C. não quer saber de quotas para as mulheres na política. Ela queria era a sua quota de leite, de comida, de dignidade, de luz eléctrica ou água canalizada que não tem.
Os pobres e os miseráveis não têm género, não têm direito a essas aspirações burguesas da igualdade e coisas que tais.
A vida de C. é uma corda na garganta - um equilíbrio ténue que quase finda quando alguém adoece, quando chove muito, quando o autocarro se atrasa, quando o médico falta ou quando a roupa já não serve.
C. não sabe mas tem que haver quem lho diga - pobreza não é vocação. E os pobres não dependem, na sua relação com o Estado, de um favor ou de caridade. A ajuda em situações como esta é um direito - um direito que não pode ser restringido em nome de pântanos financeiros, de reformas para as quais nunca se descontou, em nome de estádios de futebol vazios, de TGV's e pareceres milionários.
C. não quer que os filhos sejam como esse tal de Relvas - quer que acabem cursos, quer que digam a verdade, porque a honestidade, surpreendam-se certas alminhas incautas, também é virtude dos pobres.
C. não quer saber de procuradoras que gritam, borradas de maquilhagem e quase alienadas, que não há corrupção no seu país.
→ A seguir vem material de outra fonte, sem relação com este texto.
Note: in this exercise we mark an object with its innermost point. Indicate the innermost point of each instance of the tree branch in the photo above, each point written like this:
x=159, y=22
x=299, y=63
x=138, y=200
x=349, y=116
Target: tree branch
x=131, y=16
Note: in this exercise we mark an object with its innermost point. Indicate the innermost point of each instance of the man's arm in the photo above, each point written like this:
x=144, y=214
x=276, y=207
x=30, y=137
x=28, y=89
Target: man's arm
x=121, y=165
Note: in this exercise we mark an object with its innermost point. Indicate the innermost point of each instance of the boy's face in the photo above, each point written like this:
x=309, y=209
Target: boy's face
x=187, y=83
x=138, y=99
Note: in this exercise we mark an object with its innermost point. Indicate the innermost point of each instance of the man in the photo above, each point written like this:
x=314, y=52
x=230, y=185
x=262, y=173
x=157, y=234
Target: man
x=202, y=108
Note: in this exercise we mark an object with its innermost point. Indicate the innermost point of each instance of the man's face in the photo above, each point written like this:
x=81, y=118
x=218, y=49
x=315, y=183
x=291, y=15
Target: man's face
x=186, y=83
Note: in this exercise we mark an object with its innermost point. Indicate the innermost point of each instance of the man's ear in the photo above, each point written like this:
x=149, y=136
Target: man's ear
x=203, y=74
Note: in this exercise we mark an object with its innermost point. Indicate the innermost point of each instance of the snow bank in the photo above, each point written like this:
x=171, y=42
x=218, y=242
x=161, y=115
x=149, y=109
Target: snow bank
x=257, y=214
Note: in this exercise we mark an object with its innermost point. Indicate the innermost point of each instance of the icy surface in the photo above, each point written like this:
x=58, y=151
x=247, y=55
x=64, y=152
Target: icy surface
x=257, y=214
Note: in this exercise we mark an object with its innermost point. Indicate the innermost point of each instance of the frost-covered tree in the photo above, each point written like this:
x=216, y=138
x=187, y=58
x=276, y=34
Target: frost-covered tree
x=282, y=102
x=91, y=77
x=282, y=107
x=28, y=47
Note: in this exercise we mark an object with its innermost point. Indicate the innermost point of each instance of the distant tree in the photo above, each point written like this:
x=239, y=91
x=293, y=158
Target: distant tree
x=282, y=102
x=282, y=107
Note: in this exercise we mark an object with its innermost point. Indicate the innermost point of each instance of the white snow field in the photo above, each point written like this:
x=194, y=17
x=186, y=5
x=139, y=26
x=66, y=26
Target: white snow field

Ela sabe que há, que existe em quase todos os serviços aonde foi e onde lhe disseram, entre dentes, que quem tem uma cunha tem tudo.
C. não quer um país em que faltem medicamentos para doenças graves, em que os moribundos não sejam assistidos porque não há camas ou sejam atirados para valas comuns dos tempos modernos, porque se acabou com o subsídio por morte.
C. sobrevive - a vida nunca foi fácil - a modernidade do país, de aeroportos megalómanos e de elefantes brancos nunca chegou ali. Acomoda-se mais um desgosto, vive-se conformado com a ideia grotesca de que a vida das pessoas como ela importa cada vez menos.
Os autocarros entram em greve e as ruas enchem-se. C. não foi às manifestações porque não pode perder as horas de trabalho. Mas C. vê que um mar de gente se estende nas ruas, quando liga a televisão. C. ouve discussões sobre a Segurança Social com uns tecnocratas atrofiadinhos a esgrimir argumentos como massagens no próprio ego.
C. tem vergonha por esse país. E tem pena das pessoas que ouve. Consegue ter pena daqueles que ouve, sem se lembrar de que está pior, de que ficará pior, certamente.
C. está estourada - os cabelos brancos, o corpo moído da chuva e dos quilómetros que ainda teve que andar porque a linha do autocarro foi suprimida. C. ouve e tem pena. Tem pena pelos filhos, pena porque o país é como um ruído enorme. E, ao fundo, sorriem ministros que entoam letras de músicas de revoluções que nunca fariam.
C. não sabe quem é o ministro como ele também não sabe quem é C. E assim, enquanto o corpo pede descanso, C. acredita que as coisas ficarão melhores. Têm de ficar.
Como diz a música: " o povo é quem mais ordena..." E isso soa-lhe bem.